There are three basic types of pressure-relief valves including conventional spring loaded, balanced spring loaded, and the pilot operated.
The conventional spring-loaded valve provides a positive seal between the bonnet, spring, and guide. This kind of brass water pressure reducing valve also simplifies the design and installation of the bonnet and much less expensive than bellows designs. In noncorrosive services, pressure losses through the spring are small enough that they do not affect performance.
The balanced spring-loaded brass pressure reducer valve incorporates a means to protect the bonnet, spring and guide from released fluids, minimizing the effects of backpressure. The disk area vented to the atmosphere is exactly equal to the exposed disk area which minimizes effects of backpressure. These valves can be used in corrosive or dirty service and with variable backpressure.

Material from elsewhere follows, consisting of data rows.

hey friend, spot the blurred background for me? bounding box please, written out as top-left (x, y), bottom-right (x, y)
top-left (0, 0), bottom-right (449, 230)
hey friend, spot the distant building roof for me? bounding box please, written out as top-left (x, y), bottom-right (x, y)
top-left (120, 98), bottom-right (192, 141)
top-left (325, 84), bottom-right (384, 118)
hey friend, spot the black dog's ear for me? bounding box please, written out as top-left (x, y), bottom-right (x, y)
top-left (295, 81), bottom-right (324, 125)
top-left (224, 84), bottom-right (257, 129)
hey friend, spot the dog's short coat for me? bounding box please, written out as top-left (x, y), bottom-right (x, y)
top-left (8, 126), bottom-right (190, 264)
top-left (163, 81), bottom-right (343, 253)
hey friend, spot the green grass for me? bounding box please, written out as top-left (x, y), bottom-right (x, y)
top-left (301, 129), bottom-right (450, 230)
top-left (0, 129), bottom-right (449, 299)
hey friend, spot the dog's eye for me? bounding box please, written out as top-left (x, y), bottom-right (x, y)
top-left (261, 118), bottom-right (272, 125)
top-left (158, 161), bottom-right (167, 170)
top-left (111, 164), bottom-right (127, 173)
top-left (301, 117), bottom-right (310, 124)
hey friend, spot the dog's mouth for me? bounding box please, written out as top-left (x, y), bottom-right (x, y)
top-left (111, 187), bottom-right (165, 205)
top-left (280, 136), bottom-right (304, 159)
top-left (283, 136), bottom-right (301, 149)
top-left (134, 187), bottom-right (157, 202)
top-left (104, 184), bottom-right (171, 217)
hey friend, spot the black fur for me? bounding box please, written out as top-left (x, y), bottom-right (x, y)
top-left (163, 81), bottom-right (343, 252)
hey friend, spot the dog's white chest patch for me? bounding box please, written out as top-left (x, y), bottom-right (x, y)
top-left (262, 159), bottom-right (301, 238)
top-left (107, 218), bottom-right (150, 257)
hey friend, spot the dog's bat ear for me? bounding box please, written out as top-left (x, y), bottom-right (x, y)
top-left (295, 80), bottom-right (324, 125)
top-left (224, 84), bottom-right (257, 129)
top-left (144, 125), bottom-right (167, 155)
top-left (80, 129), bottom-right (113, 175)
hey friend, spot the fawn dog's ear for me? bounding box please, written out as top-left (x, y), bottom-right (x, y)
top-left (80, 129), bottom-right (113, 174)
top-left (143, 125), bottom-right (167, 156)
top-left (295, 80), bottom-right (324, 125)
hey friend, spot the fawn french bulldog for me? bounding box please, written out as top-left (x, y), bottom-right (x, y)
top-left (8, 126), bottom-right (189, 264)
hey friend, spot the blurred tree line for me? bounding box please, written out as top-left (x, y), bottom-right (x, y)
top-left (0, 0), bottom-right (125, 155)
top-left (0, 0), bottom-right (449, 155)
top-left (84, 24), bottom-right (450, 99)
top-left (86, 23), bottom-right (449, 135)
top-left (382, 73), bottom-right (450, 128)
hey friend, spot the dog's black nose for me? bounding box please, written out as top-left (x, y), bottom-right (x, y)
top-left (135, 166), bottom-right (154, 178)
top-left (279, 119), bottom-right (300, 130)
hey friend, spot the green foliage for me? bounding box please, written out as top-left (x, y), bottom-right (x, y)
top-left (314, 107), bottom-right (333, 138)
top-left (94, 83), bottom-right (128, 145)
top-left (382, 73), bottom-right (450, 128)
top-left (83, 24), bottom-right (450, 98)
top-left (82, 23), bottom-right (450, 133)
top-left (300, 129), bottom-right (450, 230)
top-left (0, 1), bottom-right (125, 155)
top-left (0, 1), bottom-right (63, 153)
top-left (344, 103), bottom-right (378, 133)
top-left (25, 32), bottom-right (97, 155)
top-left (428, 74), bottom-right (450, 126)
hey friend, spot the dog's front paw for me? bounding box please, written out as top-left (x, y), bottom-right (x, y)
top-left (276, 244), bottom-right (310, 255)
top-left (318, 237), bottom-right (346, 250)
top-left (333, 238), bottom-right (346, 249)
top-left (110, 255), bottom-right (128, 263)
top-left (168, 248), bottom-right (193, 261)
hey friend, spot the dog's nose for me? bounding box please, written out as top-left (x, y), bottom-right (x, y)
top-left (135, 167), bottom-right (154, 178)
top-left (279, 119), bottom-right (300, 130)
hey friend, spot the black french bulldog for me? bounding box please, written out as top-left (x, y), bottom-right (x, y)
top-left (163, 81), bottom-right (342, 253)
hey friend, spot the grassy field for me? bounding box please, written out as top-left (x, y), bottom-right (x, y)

The pilot operated brass pressure reducing valve is a self-adjusting valve that automatically changes its opening characteristics to meet process demands. It is normally installed in a system with high process pressures, low shutoff and a need for quick action. A pneumatically operated pilot valve provides the opening forces for the main valve, which is sandwiched between two spring-loaded rams within a cylindrical housing.
The pressure reducing valve is a valve that reduces the inlet pressure to a required outlet pressure through regulation, and automatically keeps the outlet pressure stable by relying on the energy of the medium itself.